Regardless, the US military is working on a much more rapid timetable. US commanders have insisted their withdrawal programme remains on course, pulling combat forces from most urban centres today. Yet troops are expected to remain in Mosul, where seven Iraqi police and a Kurdish militiaman were killed yesterday trying to defuse bombs, and huge bases in the suburbs of key towns, including Baghdad. A complete pull-out of the US military from Iraq is scheduled for the end of 2011.

US and Iraqi military officials say they are confident the worst days of sectarian violence will not return, even if there is a surge in insurgent activity. Iraqi troops are better equipped, better trained and more experienced now than they were in 2006. "I do believe they're ready," said Gen Ray Odierno, the top US commander in Iraq. "We've seen constant improvement in the security force, we've seen constant improvement in governance."

It is not a view shared by Salim Kazim, a 27-year-old unemployed resident of Sadr City, who said the Mahdi Army would have to return because of the worsening security situation. "It is very dangerous at the moment; al Qa'eda wants to target us and the Americans are happy if that happens because the Mahdi Army was always opposed to the [US] occupation. The Americans will pull out and leave al Qa'eda to kill us. The Mahdi Army will have to come back and protect the city. It is much more effective at doing that than the entire Iraqi army."

Mr al Sadr has publicly resisted calls to reform his military wing. On Friday, when two more bombs hit Baghdad, he urged his followers to continue a peaceful campaign for improved security and sovereignty. But his frustration with the US military was obvious and he accused it of having a hand in the attacks. Abu Mizher, the Sadr City vegetable seller, echoed the widely held belief here that US forces are deliberately trying to undermine Iraq's stability, as a pretext for retaining their military presence.

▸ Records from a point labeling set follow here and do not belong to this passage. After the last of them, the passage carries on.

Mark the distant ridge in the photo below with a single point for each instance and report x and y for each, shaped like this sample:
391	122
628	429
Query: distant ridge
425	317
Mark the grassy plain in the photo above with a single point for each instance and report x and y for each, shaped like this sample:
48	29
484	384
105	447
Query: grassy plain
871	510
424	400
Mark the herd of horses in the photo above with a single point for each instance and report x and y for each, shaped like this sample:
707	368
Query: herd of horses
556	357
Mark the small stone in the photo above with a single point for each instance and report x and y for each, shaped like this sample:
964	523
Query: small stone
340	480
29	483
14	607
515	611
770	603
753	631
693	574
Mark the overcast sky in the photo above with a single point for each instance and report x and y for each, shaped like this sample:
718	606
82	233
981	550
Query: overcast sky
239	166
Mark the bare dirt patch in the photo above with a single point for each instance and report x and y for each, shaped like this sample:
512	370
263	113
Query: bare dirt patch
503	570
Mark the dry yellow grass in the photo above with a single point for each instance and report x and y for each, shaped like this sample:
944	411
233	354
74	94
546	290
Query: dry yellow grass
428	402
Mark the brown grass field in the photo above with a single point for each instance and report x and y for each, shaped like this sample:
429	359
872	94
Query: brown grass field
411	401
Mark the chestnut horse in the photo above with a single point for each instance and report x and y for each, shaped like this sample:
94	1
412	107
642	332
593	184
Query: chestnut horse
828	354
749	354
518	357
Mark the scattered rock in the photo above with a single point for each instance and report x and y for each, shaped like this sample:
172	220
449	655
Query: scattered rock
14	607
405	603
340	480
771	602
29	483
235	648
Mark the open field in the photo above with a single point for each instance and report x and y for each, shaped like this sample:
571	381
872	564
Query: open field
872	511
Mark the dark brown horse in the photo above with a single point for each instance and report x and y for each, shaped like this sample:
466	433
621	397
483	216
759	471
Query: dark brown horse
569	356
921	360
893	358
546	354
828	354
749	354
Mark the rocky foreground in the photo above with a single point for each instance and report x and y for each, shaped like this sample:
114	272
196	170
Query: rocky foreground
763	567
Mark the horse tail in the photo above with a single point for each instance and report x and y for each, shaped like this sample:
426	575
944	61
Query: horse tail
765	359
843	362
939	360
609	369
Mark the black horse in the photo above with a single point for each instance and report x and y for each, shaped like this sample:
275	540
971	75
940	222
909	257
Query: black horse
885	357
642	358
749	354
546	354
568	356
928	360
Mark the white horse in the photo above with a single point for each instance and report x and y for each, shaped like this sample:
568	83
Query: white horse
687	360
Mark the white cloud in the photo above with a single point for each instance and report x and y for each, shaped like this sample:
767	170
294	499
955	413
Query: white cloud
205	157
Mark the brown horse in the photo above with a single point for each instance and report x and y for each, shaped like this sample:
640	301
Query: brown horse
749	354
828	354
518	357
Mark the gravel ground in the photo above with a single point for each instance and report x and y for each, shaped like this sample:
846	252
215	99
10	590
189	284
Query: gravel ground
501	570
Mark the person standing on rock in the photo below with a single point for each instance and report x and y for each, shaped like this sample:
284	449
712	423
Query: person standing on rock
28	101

"Things are getting worse here and that is part of the American plan," he said. "They do not want things to be safe and secure here because then they will have to leave Iraq. If there are still attacks they will use that as an excuse to keep their soldiers here." The government has made it clear that private armies will not be tolerated. If the Mahdi Army does take to the streets again it can expect a sharp response from Iraqi troops, which will be able to call on US support should they need to. More than 130,000 US soldiers remain in Iraq and, although they intend to keep a low profile for the coming weeks, they are likely to carry out operations - even inside cities - with Iraqi forces in the future.

Nouri al Maliki, the Iraqi prime minister, has called on the country to remain united in the face of increasingly deadly attacks. Warning that extremists were trying to restart a sectarian war he insisted government forces were capable of facing the threat and defeating it, despite "some security violations". Today will be a national holiday and a cause for national celebration, he said, as the country moves closer to genuine sovereignty and independence.